Meu nome é Margarida, meu pai me deu. Nunca mudei. Por causa dele matei muita
gente. Se me chamam sem rir tudo bem, se acham graça esquento o bucho de quem
se fizer de gozador. – Olhei para Unha Grande e ele piscou. Queria rir. Meu
Deus! Não deixe ele rir!
- Não precisam ficar com medo. Me trataram bem. Vou embora lá pelas cinco da
manhã. Podem dormir tranquilos. Enrosquei em minha capa preta em volta do fogo.

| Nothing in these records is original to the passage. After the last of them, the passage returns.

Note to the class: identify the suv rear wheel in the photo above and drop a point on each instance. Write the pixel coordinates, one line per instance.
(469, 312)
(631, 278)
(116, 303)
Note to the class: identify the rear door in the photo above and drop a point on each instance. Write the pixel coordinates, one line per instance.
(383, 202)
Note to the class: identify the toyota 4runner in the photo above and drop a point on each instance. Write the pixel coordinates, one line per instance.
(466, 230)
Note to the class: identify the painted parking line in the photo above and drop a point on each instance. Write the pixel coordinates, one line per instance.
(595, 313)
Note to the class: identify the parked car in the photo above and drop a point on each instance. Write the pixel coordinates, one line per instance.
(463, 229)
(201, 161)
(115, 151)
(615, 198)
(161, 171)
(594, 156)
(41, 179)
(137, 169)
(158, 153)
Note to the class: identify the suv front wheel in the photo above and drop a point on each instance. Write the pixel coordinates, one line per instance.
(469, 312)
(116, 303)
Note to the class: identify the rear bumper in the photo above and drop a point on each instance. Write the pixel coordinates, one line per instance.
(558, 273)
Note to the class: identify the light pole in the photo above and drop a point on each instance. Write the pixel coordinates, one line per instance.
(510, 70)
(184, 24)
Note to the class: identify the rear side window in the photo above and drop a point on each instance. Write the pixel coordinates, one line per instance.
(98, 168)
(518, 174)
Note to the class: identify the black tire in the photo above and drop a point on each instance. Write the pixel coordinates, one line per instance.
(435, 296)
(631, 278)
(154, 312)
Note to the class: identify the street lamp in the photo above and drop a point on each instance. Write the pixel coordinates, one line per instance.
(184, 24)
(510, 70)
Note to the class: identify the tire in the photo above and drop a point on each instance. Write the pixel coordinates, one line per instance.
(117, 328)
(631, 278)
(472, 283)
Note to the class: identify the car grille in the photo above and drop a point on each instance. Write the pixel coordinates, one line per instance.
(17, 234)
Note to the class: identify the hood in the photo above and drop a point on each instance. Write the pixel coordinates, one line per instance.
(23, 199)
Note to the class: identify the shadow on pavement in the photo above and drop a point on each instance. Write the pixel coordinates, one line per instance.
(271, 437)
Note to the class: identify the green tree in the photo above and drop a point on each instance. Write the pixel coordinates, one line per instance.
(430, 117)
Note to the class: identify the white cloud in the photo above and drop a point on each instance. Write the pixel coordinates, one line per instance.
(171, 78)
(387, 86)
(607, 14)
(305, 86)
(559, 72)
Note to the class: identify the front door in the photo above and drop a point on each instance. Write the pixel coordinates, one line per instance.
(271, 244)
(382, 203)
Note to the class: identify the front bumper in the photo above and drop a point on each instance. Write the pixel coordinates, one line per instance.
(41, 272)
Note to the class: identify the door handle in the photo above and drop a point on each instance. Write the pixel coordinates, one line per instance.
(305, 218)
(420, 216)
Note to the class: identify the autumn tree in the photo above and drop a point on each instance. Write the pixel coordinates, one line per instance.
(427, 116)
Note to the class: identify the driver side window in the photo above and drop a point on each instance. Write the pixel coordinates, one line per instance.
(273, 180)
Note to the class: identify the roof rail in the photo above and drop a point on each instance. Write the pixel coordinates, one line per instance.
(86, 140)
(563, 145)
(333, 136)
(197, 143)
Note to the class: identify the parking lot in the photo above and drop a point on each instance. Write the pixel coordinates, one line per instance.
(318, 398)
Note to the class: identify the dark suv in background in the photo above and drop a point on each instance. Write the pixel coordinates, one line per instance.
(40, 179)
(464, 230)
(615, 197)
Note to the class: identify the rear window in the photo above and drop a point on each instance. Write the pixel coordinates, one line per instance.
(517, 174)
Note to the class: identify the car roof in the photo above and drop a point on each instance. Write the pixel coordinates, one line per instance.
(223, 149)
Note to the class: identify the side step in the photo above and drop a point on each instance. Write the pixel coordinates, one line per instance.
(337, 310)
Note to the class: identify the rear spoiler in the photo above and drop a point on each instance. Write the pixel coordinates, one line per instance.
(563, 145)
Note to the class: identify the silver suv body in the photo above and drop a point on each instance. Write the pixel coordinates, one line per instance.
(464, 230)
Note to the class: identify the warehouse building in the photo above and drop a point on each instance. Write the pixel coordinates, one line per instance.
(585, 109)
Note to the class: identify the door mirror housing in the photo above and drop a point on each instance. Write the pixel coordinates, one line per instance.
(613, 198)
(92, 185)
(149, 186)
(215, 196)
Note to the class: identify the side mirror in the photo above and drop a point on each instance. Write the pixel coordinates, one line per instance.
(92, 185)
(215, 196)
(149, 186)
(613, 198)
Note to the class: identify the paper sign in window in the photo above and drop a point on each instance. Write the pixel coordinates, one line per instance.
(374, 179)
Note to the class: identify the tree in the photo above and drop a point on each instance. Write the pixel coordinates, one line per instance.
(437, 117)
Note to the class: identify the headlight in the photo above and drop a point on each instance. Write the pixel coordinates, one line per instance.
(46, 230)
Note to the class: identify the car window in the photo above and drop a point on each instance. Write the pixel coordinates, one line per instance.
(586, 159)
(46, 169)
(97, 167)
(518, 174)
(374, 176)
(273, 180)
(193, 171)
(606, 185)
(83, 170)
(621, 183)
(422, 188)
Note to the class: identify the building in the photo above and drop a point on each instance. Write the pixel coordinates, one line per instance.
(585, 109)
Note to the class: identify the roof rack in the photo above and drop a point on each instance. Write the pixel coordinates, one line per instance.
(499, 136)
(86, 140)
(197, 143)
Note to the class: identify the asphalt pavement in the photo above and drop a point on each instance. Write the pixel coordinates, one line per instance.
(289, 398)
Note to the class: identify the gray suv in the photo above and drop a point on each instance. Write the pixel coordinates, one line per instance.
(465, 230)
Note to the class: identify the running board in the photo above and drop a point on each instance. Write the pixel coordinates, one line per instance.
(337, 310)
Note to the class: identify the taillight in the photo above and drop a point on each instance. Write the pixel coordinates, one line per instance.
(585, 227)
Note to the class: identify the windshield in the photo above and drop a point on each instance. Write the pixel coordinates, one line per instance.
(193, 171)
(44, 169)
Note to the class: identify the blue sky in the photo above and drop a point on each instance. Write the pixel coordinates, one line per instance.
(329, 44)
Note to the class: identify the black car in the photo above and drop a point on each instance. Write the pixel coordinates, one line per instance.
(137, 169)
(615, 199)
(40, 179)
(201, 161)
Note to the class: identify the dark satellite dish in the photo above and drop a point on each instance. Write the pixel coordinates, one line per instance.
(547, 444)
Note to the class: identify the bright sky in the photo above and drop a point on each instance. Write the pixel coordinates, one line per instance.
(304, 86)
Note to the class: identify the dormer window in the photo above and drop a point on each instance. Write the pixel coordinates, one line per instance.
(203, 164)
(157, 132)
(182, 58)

– Você nasceu onde? Perguntei. – Em Barra Dourada. Próximo a nascente do
Paraopeba. Lembrei-me do rio. Cascalho imundo. Pobre do rio. Estragaram ele
tentando achar um ouro que não tinha. Até hoje as máquinas estão lá sujando o
rio. Cabeludo queria saber mais. – Matou quantos Senhor Margarida? – Não me
chame de Senhor. Senhor é o Senhor seu pai! – Putz grila! Pensei. Mas se quer
saber matei mais de dez. Muitos porque riram do meu nome. Maldita hora que meu
pai me batizou assim. Queria uma menina e nasci macho. Agora não tenho onde
ficar. A policia de captura sempre está atrás de mim.
Fiquei calado. Nariz Longo me olhava e piscava os olhos. Margarida desconfiou.
- Porque esta piscação? Nada Seu Margarida. Nariz Longo tem um defeito na
pálpebra. – E que merda é esta de pálpebra? Danou-se! Custei para explicar. Já
estava tremendo. Margarida passou boa parte da noite sentado. Eu não consegui
dormir. Fingia que dormia. Às cinco da manhã juntou suas coisas, um bornal que
devia levar suas balas, seu fuzil e já ia partir quando dei ele um farnel de
biscoito de polvilho. Agradeceu, ficou em posição de sentido, gritou Sempre
Alerta e partiu sem sorrir. Consegui cochilar até as seis. Ouvi um tropel de
cavalos. Cinco soldados e um Capitão. Deviam ser a tal policia de captura.
Ninguém apeou. O Capitão perguntou gritando: – Viram um jagunço magro, barbudo,
armado até os dentes por estas bandas? E agora? O Escoteiro tem uma só palavra
falar o que? – Não Senhor. Chegamos aqui às duas da manhã. Só deu para fazer
uma sopinha um café e já íamos partir. – Vão para onde? Malacacheta Senhor
Capitão. Fazer o que lá? Nosso Chefe soube que tem um grupo Escoteiro lá. – Acho
que não tem, passei por lá há dois anos. – Nosso Chefe Sansão disse que sim!
Nos olhou ressabiado deu até logo e partiu. Pegamos as bicicletas, arrumamos
tudo e quando íamos partir um barulho no mato e surgiu Margarida. – Ainda bem
que não disseram nada, falou. Estava com a Loló (fuzil) armada e se dissesse
que me viram iam levar uns tiros no rabo!
Foi embora cantando. ¶“Sordado marvado, sai da carçada que lá vai porva!”¶.
Resolvemos voltar para nossa cidade. O Chefe Sansão que nos desculpasse. Para
dizer a verdade eu estava com as calças toda molhada e outros com elas
borradas. Não dava mais para prosseguir. Nunca mais ouvimos falar de Margarida.
Do capitão não. Era famoso. Quando a cadeia estava cheia, pegava uns
ladrõezinhos de fancaria colocava em fila e saiam pelas ruas da cidade e fazendo-os
gritarem – Roubei galinha! Roubei o porquinho da dona Noêmia. Bebi demais, sou
pinguço! Depois soltava. Pois é. Seis meses depois recebemos a visita dos
Escoteiros de Malacacheta. Não acreditaram em nossa história, mas conheciam
Margarida. Ficamos amigos e fomos varias vezes na cidade deles a convite. Bons
tempos, tempos que uma bicicleta ou um Vulcabrás nos pés nos levava a aventuras
inimagináveis. E Margarida? Sumiu no mundo.